In 2018, Cruz lent his campaign $260,000– $10,000 of which stayed overdue after the 20-day duration after the senator’s triumph over Beto O’Rourke.

According to CNBC, Cruz “had purposefully gone above the quarter-million-dollar limit to prompt a legal challenge against the regulation, arguing that the 20-year-old rule violated his free speech rights.”

A lower court in Washington D.C. formerly agreed with Cruz and found the law was unconstitutional.

Political donors are currently based on a $2,900 per-election cap on project contributions.

Justice Elizabeth Kagan composed the dissent, arguing that ending the policy “greenlights all the sordid bargains Congress thought right to stop.”

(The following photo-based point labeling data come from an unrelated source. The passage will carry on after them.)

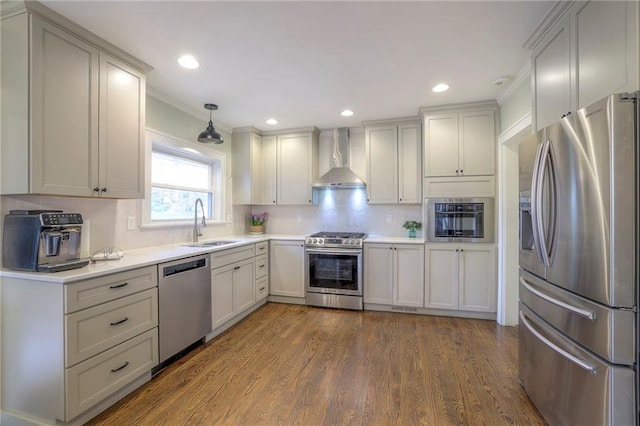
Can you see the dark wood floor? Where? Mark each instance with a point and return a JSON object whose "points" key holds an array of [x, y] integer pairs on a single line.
{"points": [[297, 365]]}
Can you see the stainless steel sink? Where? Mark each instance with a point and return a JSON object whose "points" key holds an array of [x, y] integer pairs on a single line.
{"points": [[211, 244]]}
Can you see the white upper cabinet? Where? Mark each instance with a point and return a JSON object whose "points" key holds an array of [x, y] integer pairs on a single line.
{"points": [[247, 167], [73, 122], [274, 168], [393, 156], [607, 49], [296, 167], [121, 140], [588, 51], [551, 73], [269, 170], [460, 142]]}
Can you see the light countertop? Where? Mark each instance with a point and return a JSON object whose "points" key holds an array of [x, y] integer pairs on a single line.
{"points": [[140, 258], [153, 255]]}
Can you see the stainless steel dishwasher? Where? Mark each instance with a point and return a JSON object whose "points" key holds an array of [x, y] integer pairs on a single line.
{"points": [[184, 304]]}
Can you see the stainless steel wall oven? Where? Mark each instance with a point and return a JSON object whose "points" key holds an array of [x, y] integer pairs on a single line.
{"points": [[460, 220], [333, 270]]}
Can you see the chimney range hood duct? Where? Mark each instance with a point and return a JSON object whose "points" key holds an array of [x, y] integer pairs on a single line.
{"points": [[339, 176]]}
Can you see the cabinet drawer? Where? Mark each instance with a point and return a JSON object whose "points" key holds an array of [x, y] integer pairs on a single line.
{"points": [[91, 381], [262, 288], [97, 329], [228, 256], [84, 294], [262, 248], [262, 266]]}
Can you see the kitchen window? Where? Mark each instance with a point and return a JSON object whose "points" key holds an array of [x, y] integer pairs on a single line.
{"points": [[178, 173]]}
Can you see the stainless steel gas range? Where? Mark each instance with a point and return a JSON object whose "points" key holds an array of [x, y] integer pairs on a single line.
{"points": [[333, 269]]}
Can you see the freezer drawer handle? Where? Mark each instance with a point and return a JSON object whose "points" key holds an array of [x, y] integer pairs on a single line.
{"points": [[583, 313], [583, 364]]}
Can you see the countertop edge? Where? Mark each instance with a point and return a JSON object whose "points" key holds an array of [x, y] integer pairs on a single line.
{"points": [[140, 258]]}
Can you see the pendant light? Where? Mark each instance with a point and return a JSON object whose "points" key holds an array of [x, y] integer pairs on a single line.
{"points": [[210, 135]]}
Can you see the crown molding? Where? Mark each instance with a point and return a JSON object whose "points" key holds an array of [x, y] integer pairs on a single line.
{"points": [[552, 16], [523, 74]]}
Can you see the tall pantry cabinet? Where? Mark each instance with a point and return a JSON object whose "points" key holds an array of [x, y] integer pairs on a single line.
{"points": [[73, 118]]}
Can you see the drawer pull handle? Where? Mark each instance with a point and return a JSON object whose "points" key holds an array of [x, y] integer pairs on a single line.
{"points": [[581, 363], [119, 285], [120, 368], [582, 312], [121, 321]]}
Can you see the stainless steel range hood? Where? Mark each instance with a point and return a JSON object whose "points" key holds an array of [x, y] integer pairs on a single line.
{"points": [[340, 176]]}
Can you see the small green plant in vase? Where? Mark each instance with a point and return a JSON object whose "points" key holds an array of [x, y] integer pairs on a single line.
{"points": [[256, 222], [412, 226]]}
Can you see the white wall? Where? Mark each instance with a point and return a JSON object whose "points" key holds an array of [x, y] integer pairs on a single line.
{"points": [[515, 113]]}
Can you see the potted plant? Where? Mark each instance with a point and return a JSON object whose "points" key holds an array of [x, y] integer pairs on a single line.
{"points": [[256, 222], [412, 226]]}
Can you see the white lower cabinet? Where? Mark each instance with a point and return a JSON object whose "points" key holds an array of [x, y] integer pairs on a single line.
{"points": [[286, 271], [262, 271], [233, 284], [393, 274], [460, 277]]}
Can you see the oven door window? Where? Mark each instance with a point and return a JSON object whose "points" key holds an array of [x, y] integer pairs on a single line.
{"points": [[459, 225], [470, 225], [333, 271]]}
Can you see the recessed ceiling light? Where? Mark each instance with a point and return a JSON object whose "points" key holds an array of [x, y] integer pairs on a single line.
{"points": [[188, 61], [442, 87]]}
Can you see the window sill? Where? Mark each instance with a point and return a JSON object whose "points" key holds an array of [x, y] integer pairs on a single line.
{"points": [[178, 224]]}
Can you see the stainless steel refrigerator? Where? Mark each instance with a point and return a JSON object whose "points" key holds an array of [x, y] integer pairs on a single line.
{"points": [[578, 326]]}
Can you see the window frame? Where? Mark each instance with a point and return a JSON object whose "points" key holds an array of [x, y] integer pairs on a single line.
{"points": [[168, 144]]}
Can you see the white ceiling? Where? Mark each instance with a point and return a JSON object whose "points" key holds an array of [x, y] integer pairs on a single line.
{"points": [[304, 62]]}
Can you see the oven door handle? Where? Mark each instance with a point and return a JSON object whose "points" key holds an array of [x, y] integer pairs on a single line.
{"points": [[353, 252]]}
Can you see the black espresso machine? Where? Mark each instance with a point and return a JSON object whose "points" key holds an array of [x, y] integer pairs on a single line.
{"points": [[42, 241]]}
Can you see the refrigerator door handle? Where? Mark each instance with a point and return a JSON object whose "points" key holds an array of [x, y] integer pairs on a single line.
{"points": [[535, 207], [581, 363], [545, 155], [578, 311]]}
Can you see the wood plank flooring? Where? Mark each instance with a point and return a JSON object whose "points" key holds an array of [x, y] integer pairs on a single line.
{"points": [[298, 365]]}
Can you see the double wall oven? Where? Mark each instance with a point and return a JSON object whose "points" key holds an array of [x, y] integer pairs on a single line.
{"points": [[460, 220], [333, 269]]}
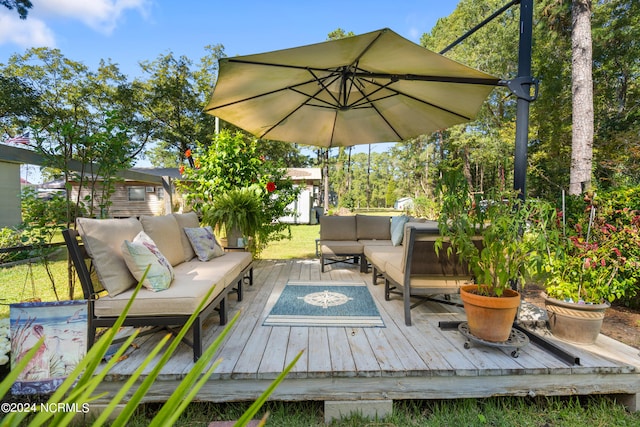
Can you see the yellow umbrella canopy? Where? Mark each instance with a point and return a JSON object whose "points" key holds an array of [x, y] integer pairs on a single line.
{"points": [[375, 87]]}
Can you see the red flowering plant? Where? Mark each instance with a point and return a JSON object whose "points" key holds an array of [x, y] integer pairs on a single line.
{"points": [[232, 174], [598, 259]]}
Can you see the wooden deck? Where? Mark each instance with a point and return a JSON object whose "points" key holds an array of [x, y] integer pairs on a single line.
{"points": [[422, 361]]}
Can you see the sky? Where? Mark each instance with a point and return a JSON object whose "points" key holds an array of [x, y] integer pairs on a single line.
{"points": [[130, 31]]}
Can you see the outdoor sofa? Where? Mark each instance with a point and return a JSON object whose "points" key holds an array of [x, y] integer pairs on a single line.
{"points": [[400, 251], [108, 282]]}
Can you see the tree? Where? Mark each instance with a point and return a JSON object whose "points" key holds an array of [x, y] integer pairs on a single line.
{"points": [[21, 6], [231, 162], [18, 102], [582, 89]]}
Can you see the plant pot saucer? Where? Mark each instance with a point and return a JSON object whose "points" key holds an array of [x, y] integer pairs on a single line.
{"points": [[517, 340]]}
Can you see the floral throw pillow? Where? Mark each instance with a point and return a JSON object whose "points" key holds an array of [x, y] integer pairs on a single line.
{"points": [[142, 252], [397, 229], [204, 243]]}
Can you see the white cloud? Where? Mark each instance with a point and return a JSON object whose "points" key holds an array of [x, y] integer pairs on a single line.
{"points": [[24, 33], [100, 15]]}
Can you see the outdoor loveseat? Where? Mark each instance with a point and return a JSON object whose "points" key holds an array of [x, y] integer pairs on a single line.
{"points": [[108, 282], [400, 250]]}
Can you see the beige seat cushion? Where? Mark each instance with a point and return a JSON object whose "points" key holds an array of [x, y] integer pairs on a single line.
{"points": [[103, 241], [338, 228], [340, 247], [165, 232], [366, 243], [380, 255], [372, 227], [187, 220]]}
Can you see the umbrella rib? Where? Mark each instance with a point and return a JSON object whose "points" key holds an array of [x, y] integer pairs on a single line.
{"points": [[426, 78], [299, 106], [239, 101], [397, 92]]}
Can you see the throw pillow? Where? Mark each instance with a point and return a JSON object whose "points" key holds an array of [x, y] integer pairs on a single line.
{"points": [[188, 220], [397, 229], [142, 252], [204, 243], [103, 239], [165, 232]]}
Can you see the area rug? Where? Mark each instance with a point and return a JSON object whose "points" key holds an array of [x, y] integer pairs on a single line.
{"points": [[340, 304]]}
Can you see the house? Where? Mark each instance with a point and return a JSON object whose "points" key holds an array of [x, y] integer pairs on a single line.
{"points": [[148, 191], [151, 191], [307, 207]]}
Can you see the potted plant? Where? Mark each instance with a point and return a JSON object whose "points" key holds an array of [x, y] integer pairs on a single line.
{"points": [[239, 212], [501, 242], [590, 262]]}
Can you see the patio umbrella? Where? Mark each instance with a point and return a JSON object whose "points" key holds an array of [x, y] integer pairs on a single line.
{"points": [[375, 87]]}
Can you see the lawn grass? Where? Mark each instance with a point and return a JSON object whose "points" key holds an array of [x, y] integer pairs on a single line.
{"points": [[15, 283], [301, 245], [498, 411]]}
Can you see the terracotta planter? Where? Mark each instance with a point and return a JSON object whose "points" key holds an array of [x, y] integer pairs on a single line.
{"points": [[490, 318], [576, 323]]}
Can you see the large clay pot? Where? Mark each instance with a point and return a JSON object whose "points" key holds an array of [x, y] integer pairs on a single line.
{"points": [[576, 323], [490, 318]]}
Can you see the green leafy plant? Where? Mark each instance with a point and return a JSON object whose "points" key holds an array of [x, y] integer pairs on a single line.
{"points": [[499, 237], [226, 166], [238, 208], [79, 387], [595, 258]]}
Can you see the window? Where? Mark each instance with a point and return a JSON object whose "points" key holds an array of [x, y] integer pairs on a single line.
{"points": [[136, 194]]}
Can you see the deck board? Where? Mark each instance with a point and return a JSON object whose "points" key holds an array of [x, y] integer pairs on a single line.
{"points": [[375, 363]]}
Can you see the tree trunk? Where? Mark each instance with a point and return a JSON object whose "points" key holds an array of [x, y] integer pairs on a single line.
{"points": [[582, 98]]}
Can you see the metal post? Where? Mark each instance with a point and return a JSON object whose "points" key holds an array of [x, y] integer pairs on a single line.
{"points": [[522, 113]]}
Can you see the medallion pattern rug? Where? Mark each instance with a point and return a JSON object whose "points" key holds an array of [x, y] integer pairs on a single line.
{"points": [[334, 303]]}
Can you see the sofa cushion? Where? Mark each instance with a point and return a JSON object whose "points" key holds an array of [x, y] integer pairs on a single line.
{"points": [[340, 247], [204, 243], [397, 229], [141, 253], [187, 220], [338, 228], [103, 239], [165, 232], [378, 255], [192, 281], [373, 227]]}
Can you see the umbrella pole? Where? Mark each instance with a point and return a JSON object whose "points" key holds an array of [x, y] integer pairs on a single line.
{"points": [[524, 99]]}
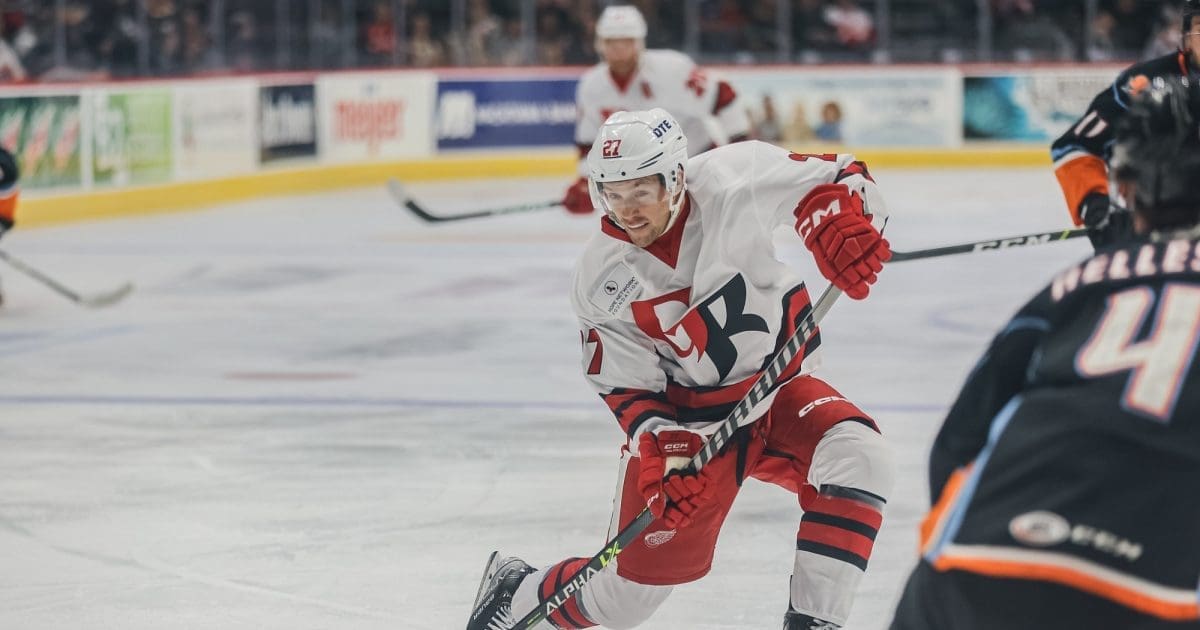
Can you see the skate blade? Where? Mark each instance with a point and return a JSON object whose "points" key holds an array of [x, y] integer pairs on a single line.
{"points": [[489, 573]]}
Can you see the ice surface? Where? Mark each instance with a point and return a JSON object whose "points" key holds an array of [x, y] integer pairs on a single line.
{"points": [[318, 413]]}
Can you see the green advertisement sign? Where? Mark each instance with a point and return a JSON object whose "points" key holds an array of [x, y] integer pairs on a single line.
{"points": [[132, 139], [43, 133]]}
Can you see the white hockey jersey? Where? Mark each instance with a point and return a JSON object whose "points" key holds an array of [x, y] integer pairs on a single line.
{"points": [[669, 79], [679, 331]]}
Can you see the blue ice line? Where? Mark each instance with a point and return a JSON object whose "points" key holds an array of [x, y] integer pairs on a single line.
{"points": [[42, 341], [336, 401]]}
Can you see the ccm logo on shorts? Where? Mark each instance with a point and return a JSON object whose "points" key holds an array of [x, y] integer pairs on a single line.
{"points": [[819, 402]]}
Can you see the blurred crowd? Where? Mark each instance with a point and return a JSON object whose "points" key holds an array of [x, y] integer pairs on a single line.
{"points": [[71, 40]]}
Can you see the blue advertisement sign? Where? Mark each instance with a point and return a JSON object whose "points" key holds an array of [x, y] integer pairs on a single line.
{"points": [[1027, 107], [474, 114]]}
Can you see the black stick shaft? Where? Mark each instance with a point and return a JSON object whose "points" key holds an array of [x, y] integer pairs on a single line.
{"points": [[1024, 240]]}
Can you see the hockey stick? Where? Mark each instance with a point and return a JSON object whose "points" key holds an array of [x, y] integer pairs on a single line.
{"points": [[995, 244], [741, 417], [401, 196], [91, 301]]}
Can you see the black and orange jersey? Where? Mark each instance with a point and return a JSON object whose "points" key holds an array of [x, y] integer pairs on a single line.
{"points": [[9, 190], [1073, 451], [1080, 155]]}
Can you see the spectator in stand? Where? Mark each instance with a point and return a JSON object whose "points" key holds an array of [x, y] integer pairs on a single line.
{"points": [[1134, 25], [10, 64], [721, 25], [484, 35], [798, 129], [853, 27], [767, 127], [831, 123], [1102, 47], [424, 49], [379, 35], [1165, 39], [198, 54], [551, 47], [513, 51], [245, 45], [325, 37], [810, 33]]}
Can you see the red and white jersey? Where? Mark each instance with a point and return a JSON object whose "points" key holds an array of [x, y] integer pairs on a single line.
{"points": [[669, 79], [678, 331]]}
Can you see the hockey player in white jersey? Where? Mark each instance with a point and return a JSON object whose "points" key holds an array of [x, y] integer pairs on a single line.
{"points": [[682, 303], [633, 78]]}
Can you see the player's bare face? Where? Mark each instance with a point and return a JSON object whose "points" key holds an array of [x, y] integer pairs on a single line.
{"points": [[641, 207], [621, 55]]}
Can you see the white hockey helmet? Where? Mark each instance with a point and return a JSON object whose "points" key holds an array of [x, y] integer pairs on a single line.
{"points": [[619, 23], [636, 144]]}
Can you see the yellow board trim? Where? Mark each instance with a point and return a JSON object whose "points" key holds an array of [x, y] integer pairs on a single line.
{"points": [[55, 209]]}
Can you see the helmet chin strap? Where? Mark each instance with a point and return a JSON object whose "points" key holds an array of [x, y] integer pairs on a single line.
{"points": [[676, 205]]}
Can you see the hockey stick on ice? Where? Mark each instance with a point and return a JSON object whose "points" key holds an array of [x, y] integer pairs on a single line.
{"points": [[401, 196], [93, 301], [995, 244], [741, 417]]}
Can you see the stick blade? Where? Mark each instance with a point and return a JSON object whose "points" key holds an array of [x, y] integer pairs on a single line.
{"points": [[400, 195], [108, 298]]}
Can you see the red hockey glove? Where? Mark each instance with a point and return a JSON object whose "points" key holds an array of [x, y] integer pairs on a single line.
{"points": [[850, 252], [673, 498], [577, 199]]}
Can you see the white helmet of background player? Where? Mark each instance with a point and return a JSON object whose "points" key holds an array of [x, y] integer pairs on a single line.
{"points": [[636, 144], [621, 23]]}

“Repaying a candidate’s loan after he has won election cannot serve the usual purposes of a contribution: The money comes too late to aid in any of his campaign activities,” Kagan wrote. “All the money does is enrich the candidate personally at a time when he can return the favor—by a vote, a contract, an appointment.”

Justices Sonia Sotomayor and Stephen Breyer joined with the dissent.

Senate Minority Leader Mitch McConnell supported Cruz’s difficulty to the project financing guideline. McConnell stated in a quick to the court that the loan payment limitation provides a benefit to incumbents who might otherwise be challenged by self-funded prospects.